By Walt Hickey
Games
The entire sector of “real-money games” was banned in India on August 22 with the passage of the Promotion and Regulation of Online Gaming Act. The new legislation appears set to wipe out an industry that generated revenues of 180 billion rupees (US$2.04 billion) in 2024. Mobile Premier League said it’s poised to lose half its revenue. Dream11, the largest fantasy sports platform in the country, is expecting to see revenue drop 95 percent, prompting it to drop its sponsorship of the Indian national cricket team.
Flights
There are not many hobbies where making a mild error in your pastime will summon an F-16, but civilian aviation is one. The Air Force intervenes when any plane enters restricted airspace in the United States, regardless of the size of the aircraft, and more small planes have been crossing lines lately. The North American Aerospace Defense Command has already intercepted 37 civilian aircrafts through August 21 of this year, which would put us on pace to match the 72 intercepts from last year. Prior to that, NORAD had not intercepted more than 40 civilian aircrafts going back to 2017, and typically the level is between 30 and 40 interceptions per year.

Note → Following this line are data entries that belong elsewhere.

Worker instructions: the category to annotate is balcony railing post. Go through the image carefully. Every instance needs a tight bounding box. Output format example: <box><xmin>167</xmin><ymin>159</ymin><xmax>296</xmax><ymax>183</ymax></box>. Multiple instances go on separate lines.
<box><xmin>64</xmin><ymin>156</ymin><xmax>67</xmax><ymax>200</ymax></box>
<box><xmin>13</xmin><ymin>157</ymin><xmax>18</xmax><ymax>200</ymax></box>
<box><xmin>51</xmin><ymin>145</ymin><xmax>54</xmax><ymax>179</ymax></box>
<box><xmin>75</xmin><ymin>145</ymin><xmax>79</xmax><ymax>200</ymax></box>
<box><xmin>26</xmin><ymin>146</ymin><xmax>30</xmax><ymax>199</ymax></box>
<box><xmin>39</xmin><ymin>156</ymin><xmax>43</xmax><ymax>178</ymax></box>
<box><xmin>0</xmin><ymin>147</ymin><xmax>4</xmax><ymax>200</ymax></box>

Andrew Tangel, The Wall Street Journal
Telescope
A new study from Rensselaer Polytechnic Institute and NASA presents a unique design for an orbiting telescope that might be able to solve a particularly thorny optics problem. In order to see an Earth-sized planet from a Sun-sized star at a distance of 30 light-years, you need a telescope with a 20-meter diameter mirror. That’s simply not possible with current tech; the James Webb Space Telescope is the biggest mirror ever launched into space, coming in at a 6.5-meter diameter, and even that is a miracle of engineering. The new study has a proposed fix, though: a 20-meter-long, one-meter-wide mirror that can be rotated to capture multiple images from different orientations. Designers believe it could satisfy NASA’s proposed Habitable Worlds Observatory goal of finding 25 habitable exoplanets within 3.5 years.
Play
A new study of 2,568 children aged 7 to 12 years in a multi-year research program found that 34 percent of children do not play outdoors on school days. Even on the weekends, 20 percent of the cohort is not playing outdoors. This is an issue, as outdoor play is one of the more reliably linked activities for social and emotional development of kids.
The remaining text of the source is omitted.